In a lawsuit against the City of Philadelphia filed on behalf of Philadelphia citizen Greg Lang, lawyer Stuart Leon specifically takes on the city’s 2012 ordinance which gives City Council—not engineers—final say over street safety.

In 2012, City Council passed a law requiring an ordinance introduced by the District Councilperson encasing a bike lane that replaces a travel lane be passed before a safe bicycle infrastructure can be built.

The Bicycle Coalition believes traffic engineers should have final say over street safety-related decisions, not City Council members.  Public outreach and input is important, but should not sacrifice safety.

When the bill was passed in 2012—and brought up years earlier—we were against it, and fought against it.

The current law is substantially better than the original legislation brought up in Council, which would have forced a Council ordinance on any and all bicycle infrastructure, whether it eliminated a lane of traffic/parking, or not.

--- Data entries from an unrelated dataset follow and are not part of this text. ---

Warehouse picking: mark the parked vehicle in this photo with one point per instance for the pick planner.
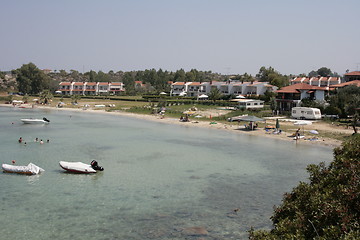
(305, 113)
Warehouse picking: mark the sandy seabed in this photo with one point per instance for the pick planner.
(233, 127)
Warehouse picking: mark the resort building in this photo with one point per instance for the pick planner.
(195, 89)
(351, 76)
(249, 103)
(317, 81)
(291, 96)
(91, 88)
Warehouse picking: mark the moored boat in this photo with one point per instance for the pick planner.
(30, 169)
(79, 167)
(35, 120)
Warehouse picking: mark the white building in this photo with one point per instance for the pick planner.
(91, 88)
(194, 89)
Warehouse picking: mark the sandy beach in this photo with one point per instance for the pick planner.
(233, 127)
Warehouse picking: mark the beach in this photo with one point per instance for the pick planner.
(161, 178)
(234, 126)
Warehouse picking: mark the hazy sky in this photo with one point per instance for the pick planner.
(224, 36)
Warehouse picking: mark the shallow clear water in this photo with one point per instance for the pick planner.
(158, 178)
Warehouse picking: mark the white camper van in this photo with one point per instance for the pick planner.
(305, 113)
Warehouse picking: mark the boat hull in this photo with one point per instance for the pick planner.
(30, 169)
(76, 167)
(34, 121)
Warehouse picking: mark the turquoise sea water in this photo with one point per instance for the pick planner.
(158, 180)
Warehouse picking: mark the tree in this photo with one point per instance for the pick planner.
(324, 72)
(272, 76)
(325, 208)
(347, 100)
(31, 80)
(129, 83)
(215, 94)
(46, 96)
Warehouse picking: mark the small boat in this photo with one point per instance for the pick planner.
(30, 169)
(35, 120)
(79, 167)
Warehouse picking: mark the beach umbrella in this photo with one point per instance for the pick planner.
(239, 96)
(302, 123)
(250, 118)
(314, 132)
(277, 125)
(202, 96)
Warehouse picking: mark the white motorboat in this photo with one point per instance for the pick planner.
(30, 169)
(35, 120)
(79, 167)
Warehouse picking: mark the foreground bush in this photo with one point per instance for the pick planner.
(328, 207)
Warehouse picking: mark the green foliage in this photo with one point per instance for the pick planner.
(31, 80)
(325, 208)
(307, 102)
(331, 110)
(323, 72)
(46, 96)
(272, 76)
(215, 94)
(346, 99)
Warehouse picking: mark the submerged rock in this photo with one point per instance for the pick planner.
(195, 231)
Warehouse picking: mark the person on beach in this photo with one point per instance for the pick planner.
(297, 134)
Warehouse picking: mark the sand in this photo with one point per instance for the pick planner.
(233, 127)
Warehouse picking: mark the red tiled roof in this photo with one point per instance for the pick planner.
(355, 82)
(195, 84)
(323, 79)
(295, 88)
(65, 84)
(354, 73)
(116, 84)
(179, 83)
(78, 83)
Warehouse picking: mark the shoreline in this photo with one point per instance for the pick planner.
(238, 129)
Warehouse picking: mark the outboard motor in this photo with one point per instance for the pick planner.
(95, 166)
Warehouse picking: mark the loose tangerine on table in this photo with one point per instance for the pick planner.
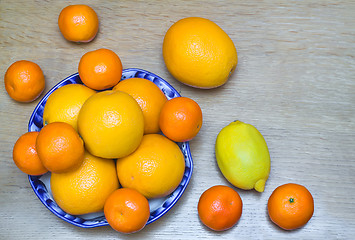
(78, 23)
(290, 206)
(220, 207)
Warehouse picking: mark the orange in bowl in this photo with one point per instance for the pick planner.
(149, 97)
(127, 210)
(24, 81)
(25, 155)
(60, 147)
(180, 119)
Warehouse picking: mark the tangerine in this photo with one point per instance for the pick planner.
(78, 23)
(60, 147)
(180, 119)
(290, 206)
(100, 69)
(127, 210)
(149, 97)
(25, 155)
(220, 207)
(24, 81)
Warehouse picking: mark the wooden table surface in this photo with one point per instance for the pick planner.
(295, 82)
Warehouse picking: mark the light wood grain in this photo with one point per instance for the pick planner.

Seeking Council approval for 21st-Century infrastructure promoting bicycling and walking has slowed down Philadelphia’s growth as a cycling city and created a worsening traffic situation, especially in Center City.

This lawsuit notes that Lang was riding a bicycle in late November 2017 on Washington Avenue, encountered construction barriers, forced into vehicular traffic, and then hit from behind by a passing vehicle. The suit also alleges a safe place for the cyclist would have been available had Council not passed their 2012 legislation:

14. On May 3, 2012, Defendant––through Philadelphia City Council––introduced an ordinance amending Title 12 of the Philadelphia Code to require the designation of bicycle lanes that replace travel lanes to be authorized by ordinances introduced by City Council.

15. In the spring of 2014, a study authorized by the Delaware Valley Regional Planning Commission that proposed a realignment of Washington Avenue’s lanes was produced and presented to City Council.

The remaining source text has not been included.